The recovery was slow. But the election of Biden and his announcement of lease sales being suspended and stopping the Keystone pipeline saw gasoline prices rise substantially. So now that oil prices have recovered from Covid, what is the future?
The future for prices is bright. As we have long said, production of oil is dependent upon a large flush of oil in the early months of production, followed by rapid decline to a low steady rate. While suggesting oil production from legacy wells would stabilize, the total production is dependent upon continually drilling new wells.
On the technical side the experts were wrong.
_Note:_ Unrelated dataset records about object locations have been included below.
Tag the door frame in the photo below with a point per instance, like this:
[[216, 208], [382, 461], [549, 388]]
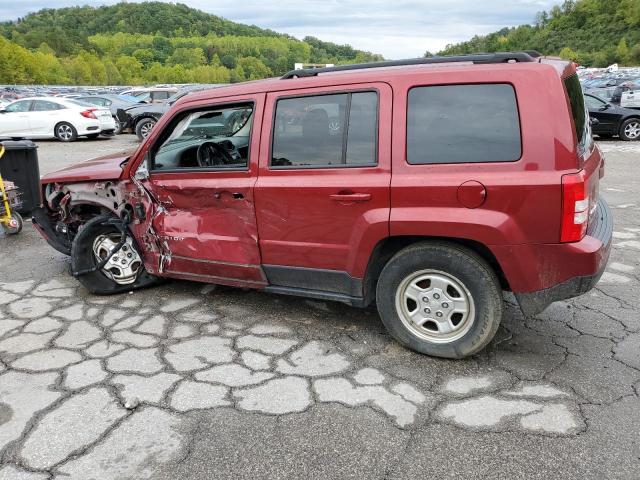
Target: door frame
[[154, 246]]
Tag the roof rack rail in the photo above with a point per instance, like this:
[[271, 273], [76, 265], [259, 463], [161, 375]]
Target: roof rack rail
[[478, 58]]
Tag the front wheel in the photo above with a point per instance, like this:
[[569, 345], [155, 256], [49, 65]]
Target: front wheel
[[123, 272], [143, 128], [630, 130], [440, 299], [118, 129], [65, 132], [14, 226]]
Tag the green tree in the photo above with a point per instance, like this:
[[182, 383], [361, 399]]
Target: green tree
[[253, 68], [622, 52], [568, 54], [187, 57]]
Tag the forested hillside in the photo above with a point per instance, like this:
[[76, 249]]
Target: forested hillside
[[152, 42], [592, 32]]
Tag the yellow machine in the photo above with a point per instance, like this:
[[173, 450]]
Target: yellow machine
[[10, 220]]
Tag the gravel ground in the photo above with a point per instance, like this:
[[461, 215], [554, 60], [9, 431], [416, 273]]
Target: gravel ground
[[190, 381]]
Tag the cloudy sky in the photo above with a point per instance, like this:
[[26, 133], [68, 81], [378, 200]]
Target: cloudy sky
[[397, 29]]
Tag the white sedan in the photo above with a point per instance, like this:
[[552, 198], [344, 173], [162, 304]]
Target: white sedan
[[48, 117]]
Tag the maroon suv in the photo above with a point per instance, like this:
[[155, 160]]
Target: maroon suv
[[427, 186]]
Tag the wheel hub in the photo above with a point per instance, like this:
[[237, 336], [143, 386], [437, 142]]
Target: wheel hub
[[632, 130], [123, 267], [435, 306]]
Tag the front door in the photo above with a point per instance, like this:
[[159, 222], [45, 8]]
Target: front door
[[322, 197], [202, 169], [14, 119]]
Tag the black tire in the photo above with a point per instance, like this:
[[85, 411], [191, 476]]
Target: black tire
[[472, 273], [18, 227], [143, 128], [65, 132], [118, 129], [83, 258], [630, 130]]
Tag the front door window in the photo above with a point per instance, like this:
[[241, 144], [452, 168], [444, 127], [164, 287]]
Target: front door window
[[216, 138]]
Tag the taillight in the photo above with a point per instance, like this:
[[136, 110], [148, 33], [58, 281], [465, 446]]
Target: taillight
[[575, 207], [89, 113]]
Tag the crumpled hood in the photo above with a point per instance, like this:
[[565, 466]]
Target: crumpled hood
[[101, 168]]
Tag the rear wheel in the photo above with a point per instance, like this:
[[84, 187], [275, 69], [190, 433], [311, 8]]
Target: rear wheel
[[440, 299], [118, 129], [123, 272], [143, 128], [65, 132], [630, 130]]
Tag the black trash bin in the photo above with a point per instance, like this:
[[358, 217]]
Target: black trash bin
[[19, 164]]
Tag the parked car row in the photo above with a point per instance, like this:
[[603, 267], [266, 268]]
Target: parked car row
[[140, 119], [618, 86], [24, 116], [52, 117], [608, 119]]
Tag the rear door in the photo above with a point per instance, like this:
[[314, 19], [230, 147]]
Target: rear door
[[322, 196]]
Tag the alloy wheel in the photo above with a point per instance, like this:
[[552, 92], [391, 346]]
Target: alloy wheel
[[435, 306], [65, 132], [123, 267], [632, 130]]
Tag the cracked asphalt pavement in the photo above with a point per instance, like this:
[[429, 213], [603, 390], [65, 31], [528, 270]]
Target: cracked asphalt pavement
[[193, 381]]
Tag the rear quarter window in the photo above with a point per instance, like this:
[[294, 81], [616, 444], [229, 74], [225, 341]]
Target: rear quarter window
[[463, 124], [578, 111]]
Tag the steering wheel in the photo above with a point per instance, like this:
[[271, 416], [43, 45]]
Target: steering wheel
[[210, 154]]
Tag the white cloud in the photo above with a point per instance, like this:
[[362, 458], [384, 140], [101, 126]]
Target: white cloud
[[400, 29]]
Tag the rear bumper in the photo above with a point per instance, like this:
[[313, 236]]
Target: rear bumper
[[600, 230]]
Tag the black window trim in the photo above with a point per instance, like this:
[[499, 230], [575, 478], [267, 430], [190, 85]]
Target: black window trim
[[153, 149], [31, 103], [345, 135], [406, 129], [32, 107]]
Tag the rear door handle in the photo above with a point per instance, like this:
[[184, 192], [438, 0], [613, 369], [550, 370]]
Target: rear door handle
[[350, 197], [235, 195]]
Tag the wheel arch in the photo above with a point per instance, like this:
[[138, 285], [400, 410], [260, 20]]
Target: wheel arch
[[386, 248]]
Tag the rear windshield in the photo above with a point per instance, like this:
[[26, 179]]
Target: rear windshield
[[576, 99]]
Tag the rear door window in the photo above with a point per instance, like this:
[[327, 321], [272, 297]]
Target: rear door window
[[463, 124], [44, 106], [320, 131]]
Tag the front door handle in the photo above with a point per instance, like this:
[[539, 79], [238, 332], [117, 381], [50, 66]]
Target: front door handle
[[350, 197]]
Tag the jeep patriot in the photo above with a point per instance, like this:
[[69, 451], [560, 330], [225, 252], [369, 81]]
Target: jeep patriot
[[425, 186]]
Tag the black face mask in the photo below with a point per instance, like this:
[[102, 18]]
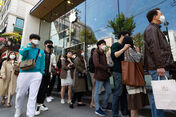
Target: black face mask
[[50, 46]]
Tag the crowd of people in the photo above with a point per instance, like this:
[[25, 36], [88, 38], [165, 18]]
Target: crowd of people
[[72, 71]]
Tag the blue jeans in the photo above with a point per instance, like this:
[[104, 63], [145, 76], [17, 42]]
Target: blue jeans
[[106, 96], [118, 88], [156, 112]]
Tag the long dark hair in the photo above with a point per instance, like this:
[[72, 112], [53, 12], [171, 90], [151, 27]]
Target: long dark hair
[[79, 54], [8, 57]]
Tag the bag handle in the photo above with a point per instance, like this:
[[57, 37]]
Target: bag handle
[[37, 55], [127, 54], [160, 77]]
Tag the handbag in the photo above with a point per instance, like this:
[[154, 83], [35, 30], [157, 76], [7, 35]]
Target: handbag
[[28, 64], [81, 75], [164, 94], [132, 73]]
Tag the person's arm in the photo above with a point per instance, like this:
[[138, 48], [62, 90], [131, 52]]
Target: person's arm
[[54, 61], [96, 61], [120, 52], [136, 56], [152, 41], [64, 65], [24, 50], [3, 70], [43, 63]]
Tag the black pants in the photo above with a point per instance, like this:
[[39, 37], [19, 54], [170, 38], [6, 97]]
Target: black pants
[[124, 102], [51, 85], [59, 83], [43, 89], [77, 97]]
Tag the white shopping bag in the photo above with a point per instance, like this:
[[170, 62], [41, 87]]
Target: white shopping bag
[[164, 92]]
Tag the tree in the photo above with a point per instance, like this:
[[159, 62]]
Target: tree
[[90, 36], [138, 40], [126, 24]]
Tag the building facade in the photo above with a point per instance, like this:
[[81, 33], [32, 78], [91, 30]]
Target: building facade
[[12, 15]]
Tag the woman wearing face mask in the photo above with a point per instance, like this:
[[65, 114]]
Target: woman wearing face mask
[[66, 76], [9, 78], [79, 81]]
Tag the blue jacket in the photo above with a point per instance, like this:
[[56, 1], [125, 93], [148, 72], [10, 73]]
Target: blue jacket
[[30, 53]]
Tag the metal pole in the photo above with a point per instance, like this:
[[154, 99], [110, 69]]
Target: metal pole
[[70, 34], [166, 25], [119, 14], [85, 36]]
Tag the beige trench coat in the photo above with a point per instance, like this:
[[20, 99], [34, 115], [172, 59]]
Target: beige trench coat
[[9, 84], [79, 84]]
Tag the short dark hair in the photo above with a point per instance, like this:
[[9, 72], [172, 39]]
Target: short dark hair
[[34, 36], [128, 40], [8, 57], [100, 42], [123, 33], [151, 14], [48, 41]]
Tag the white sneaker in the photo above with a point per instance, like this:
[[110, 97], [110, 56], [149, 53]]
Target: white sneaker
[[37, 112], [52, 98], [69, 101], [17, 113], [62, 101], [48, 99], [43, 107]]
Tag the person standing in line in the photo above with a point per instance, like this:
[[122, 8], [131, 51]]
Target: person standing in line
[[59, 66], [92, 71], [137, 96], [30, 79], [117, 55], [9, 78], [102, 75], [66, 76], [79, 80], [157, 54], [50, 61]]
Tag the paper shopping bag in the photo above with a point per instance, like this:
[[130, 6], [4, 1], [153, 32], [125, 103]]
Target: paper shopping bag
[[164, 92]]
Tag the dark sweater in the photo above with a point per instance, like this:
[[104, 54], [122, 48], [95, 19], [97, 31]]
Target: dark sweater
[[117, 61]]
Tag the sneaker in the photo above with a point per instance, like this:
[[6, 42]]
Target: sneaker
[[48, 100], [106, 109], [62, 101], [17, 113], [100, 112], [37, 112], [43, 107]]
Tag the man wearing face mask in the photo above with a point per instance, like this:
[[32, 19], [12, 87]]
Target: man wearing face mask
[[30, 79], [117, 54], [48, 78], [157, 53], [101, 75]]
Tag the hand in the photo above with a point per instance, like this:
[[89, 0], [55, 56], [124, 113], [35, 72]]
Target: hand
[[161, 71], [126, 46], [3, 78], [137, 49]]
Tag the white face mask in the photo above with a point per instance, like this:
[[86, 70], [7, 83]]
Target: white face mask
[[162, 19], [82, 54], [35, 42], [103, 47], [12, 56]]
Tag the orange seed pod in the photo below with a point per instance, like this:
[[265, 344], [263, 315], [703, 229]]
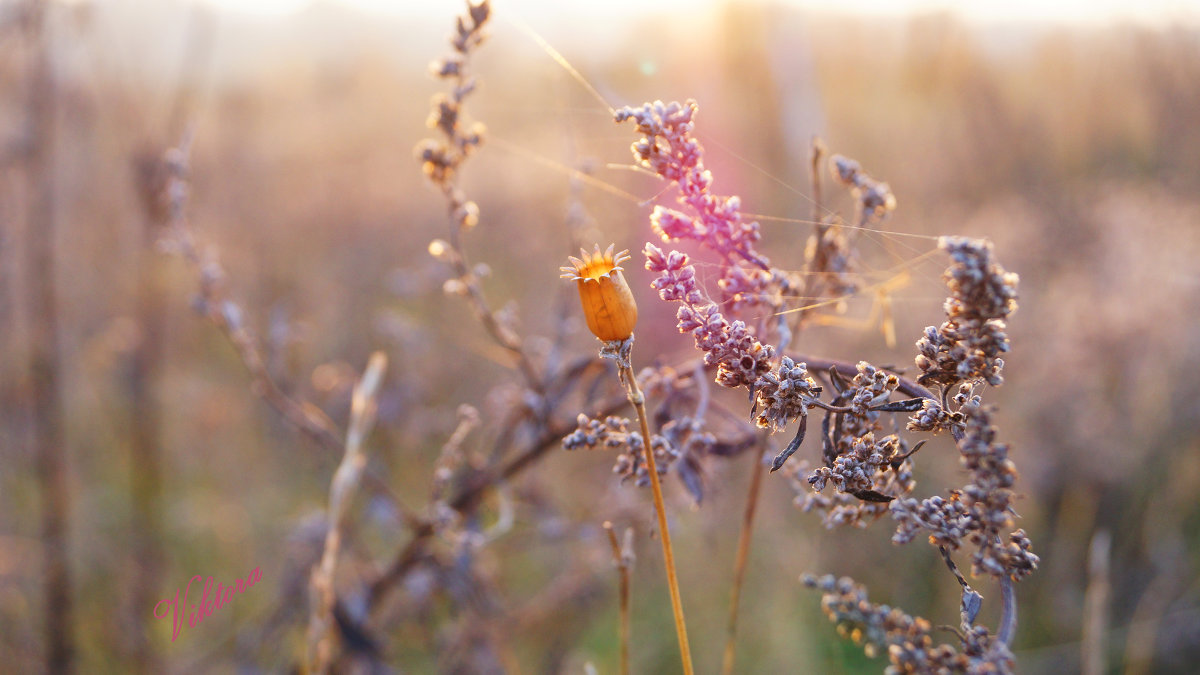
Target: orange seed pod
[[607, 302]]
Calling gas wells with a little oil, “oil wells” and estimating reserves by “oil equivalence” on the basis of BTU, inflates the reserves. Predictions of “unconventional” wells making 300,000 barrels of oil and 3 BCF of gas were simply wrong. Most of these wells are more likely to make 40,000 barrels of oil and simply become gas only wells within 3 or 4 years. That 260,000 bbl. is missing and somehow becomes 6 BCF gas, much of which may have been flared off, wasted and making zero income. Most of these wells are losing money for the investors. At prices below $60/bbl, they simply never return the investment and the mineral owner is shafted even worse as companies inflate their costs and deduct unicorn expenses from the royalty owner’s checks.
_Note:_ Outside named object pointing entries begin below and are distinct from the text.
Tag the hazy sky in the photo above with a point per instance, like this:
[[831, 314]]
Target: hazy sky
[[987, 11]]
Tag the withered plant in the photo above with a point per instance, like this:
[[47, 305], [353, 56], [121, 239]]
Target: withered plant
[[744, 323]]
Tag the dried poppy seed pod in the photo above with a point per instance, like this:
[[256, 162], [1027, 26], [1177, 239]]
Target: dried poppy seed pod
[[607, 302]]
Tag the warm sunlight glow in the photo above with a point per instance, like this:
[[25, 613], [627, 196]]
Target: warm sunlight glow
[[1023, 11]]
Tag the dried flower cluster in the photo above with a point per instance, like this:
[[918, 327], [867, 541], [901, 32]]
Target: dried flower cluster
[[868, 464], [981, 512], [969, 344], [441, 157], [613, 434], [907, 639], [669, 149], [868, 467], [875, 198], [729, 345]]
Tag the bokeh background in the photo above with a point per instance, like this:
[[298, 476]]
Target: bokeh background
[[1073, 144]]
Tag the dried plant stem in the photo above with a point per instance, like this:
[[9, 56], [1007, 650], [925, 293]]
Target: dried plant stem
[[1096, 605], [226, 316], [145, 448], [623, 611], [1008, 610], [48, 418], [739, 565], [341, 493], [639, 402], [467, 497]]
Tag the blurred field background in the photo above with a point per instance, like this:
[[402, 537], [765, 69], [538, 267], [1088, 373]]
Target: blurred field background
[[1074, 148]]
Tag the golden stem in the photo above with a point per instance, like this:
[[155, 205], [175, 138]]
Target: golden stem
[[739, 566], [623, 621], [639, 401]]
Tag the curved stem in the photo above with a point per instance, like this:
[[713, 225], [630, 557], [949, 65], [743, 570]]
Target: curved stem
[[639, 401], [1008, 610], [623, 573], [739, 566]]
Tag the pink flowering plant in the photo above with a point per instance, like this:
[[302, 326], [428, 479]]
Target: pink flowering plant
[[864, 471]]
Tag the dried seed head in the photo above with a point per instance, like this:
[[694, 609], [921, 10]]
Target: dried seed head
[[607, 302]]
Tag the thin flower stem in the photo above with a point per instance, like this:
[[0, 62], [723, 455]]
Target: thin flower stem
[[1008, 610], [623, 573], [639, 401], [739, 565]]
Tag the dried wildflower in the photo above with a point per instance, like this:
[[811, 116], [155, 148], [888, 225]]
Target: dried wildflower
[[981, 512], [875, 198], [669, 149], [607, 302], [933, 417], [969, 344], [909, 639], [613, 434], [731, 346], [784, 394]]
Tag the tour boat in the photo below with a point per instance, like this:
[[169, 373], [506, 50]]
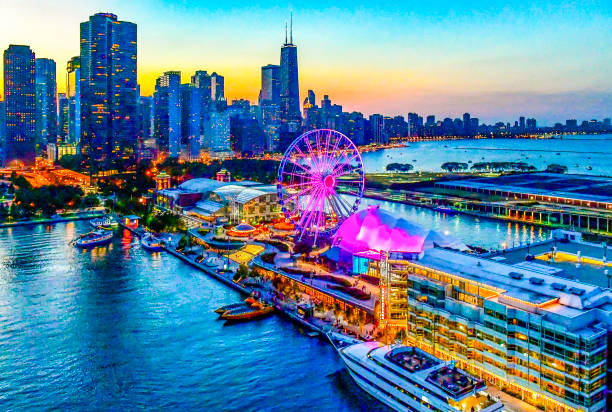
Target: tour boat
[[229, 307], [247, 313], [446, 210], [104, 221], [406, 378], [94, 238], [151, 243]]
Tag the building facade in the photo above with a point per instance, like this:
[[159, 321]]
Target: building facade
[[540, 337], [167, 100], [73, 92], [191, 119], [46, 101], [291, 117], [108, 85], [20, 103], [217, 87]]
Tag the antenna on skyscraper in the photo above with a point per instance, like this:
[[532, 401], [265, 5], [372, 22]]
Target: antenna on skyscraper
[[291, 29]]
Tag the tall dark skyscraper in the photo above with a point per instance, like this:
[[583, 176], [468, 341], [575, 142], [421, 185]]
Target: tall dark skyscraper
[[73, 93], [167, 100], [191, 118], [20, 103], [270, 84], [46, 101], [63, 117], [217, 86], [291, 117], [109, 97], [269, 102]]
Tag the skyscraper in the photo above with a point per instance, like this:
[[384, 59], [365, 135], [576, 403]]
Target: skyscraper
[[217, 131], [217, 86], [2, 126], [108, 83], [168, 112], [377, 125], [291, 117], [270, 84], [269, 102], [191, 118], [467, 124], [20, 103], [46, 101], [63, 118], [73, 93]]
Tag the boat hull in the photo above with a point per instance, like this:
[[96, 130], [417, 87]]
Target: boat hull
[[227, 308], [151, 248], [240, 316], [92, 243]]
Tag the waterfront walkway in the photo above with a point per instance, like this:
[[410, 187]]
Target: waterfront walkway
[[61, 219]]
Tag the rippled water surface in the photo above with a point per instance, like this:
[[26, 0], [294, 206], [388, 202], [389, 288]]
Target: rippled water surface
[[120, 328], [578, 153]]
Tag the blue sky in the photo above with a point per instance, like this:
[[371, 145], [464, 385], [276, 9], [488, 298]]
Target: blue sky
[[495, 59]]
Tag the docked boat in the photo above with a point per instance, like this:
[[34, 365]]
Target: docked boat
[[94, 238], [150, 243], [232, 306], [104, 222], [247, 313], [445, 210], [406, 378]]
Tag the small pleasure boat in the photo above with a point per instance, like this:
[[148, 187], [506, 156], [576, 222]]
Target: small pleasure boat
[[247, 313], [105, 222], [94, 238], [150, 243], [229, 307]]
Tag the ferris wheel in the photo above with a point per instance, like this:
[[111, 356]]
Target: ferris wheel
[[320, 181]]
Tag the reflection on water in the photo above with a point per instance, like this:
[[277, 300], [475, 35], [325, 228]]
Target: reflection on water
[[119, 328], [476, 231], [578, 153]]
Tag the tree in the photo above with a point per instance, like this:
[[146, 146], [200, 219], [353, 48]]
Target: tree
[[454, 166], [303, 247], [399, 167], [72, 162]]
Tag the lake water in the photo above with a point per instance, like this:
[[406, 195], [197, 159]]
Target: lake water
[[575, 152], [119, 328]]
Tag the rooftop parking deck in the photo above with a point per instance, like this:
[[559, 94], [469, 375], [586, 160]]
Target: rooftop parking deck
[[548, 186], [565, 264]]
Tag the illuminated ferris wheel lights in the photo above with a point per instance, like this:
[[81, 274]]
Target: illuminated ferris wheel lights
[[312, 171]]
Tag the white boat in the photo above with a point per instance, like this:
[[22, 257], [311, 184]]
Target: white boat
[[406, 378], [94, 238]]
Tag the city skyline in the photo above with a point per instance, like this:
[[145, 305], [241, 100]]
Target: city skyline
[[537, 78]]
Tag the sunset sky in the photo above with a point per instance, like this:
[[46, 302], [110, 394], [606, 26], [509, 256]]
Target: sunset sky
[[495, 59]]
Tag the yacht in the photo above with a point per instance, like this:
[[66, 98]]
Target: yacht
[[406, 378], [94, 238], [150, 243], [104, 221]]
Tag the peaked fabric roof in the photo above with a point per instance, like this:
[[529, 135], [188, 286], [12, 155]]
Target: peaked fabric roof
[[378, 230]]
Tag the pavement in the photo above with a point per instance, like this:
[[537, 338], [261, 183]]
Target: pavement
[[511, 403]]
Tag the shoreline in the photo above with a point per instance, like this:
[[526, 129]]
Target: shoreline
[[51, 221], [241, 289]]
But production is in rapid decline. Refiners are scrambling to find refinable production. Imports lag. According to the U.S. Energy Information Administration (EIA) refiner utilization is barely 80% of capacity. That plunged as low as 60% during winter as a storm blasted Texas.
Meanwhile gas and oil pipelines in W. Texas are being under-utilized. Appalachia gas production is up, mimicking the Permian glut and resulting in a drop in prices for natural gas there of 63¢ below the Henry Hub benchmark. (https://www.spglobal.com/platts/en/market-insights/latest-news/natural-gas/041321-appalachian-gas-basis-tumbles-amid-rising-supply-falling-midstream-capacity)
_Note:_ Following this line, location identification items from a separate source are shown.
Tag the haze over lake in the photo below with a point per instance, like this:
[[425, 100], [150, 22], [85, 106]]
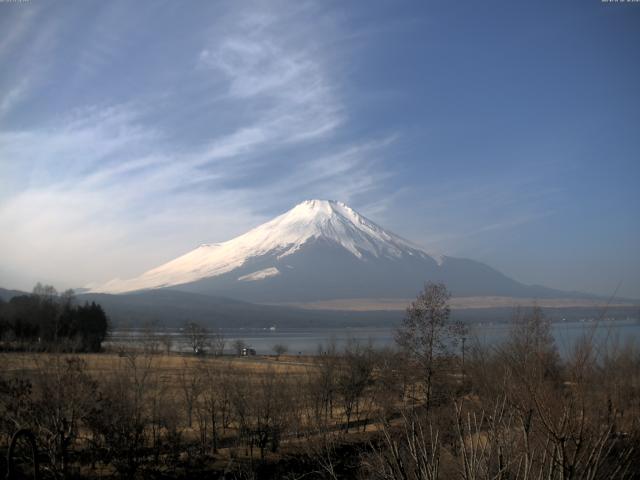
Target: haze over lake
[[308, 341]]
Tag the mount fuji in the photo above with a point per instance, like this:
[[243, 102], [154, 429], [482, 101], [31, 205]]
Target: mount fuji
[[321, 250]]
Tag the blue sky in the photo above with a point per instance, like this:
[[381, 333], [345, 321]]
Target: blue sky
[[507, 132]]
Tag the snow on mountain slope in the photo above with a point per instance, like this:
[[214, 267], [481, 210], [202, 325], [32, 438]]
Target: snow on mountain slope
[[311, 220]]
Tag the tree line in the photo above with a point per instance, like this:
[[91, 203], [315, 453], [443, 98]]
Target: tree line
[[46, 320]]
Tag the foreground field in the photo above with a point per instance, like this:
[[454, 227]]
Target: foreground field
[[517, 411]]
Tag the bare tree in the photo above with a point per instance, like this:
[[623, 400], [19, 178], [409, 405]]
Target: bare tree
[[191, 388], [197, 337], [279, 349], [238, 346], [218, 342], [427, 334]]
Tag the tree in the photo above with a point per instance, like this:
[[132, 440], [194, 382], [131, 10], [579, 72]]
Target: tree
[[427, 334], [238, 346], [279, 349], [196, 337], [218, 342]]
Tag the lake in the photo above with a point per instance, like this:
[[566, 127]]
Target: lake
[[310, 340]]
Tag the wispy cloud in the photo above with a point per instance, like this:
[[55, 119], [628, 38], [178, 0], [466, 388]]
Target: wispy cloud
[[109, 189]]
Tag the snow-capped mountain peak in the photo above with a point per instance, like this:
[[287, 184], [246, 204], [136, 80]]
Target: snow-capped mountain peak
[[326, 220]]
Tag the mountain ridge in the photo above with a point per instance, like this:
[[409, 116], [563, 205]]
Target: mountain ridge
[[322, 250]]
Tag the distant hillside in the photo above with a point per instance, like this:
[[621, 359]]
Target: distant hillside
[[7, 295]]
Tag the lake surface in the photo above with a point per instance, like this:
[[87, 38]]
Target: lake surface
[[313, 340]]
The short answer is that substantial pressure exists to see prices for oil rise, with the glut of natural gas continuing. No fix is in sight. Natural gas can be harnessed in autos and even natural gas diesel engines. The need for more production capacity to back up wind and solar is obvious but conversion to natural gas autos is lagging despite cheap prices (up to 3 or more times the BTU energy of oil in terms of money.) In short, the energy field remains chaotic and unpredictable and the only certain thing is our “energy independence” lasted only one year and likely won’t return for many more.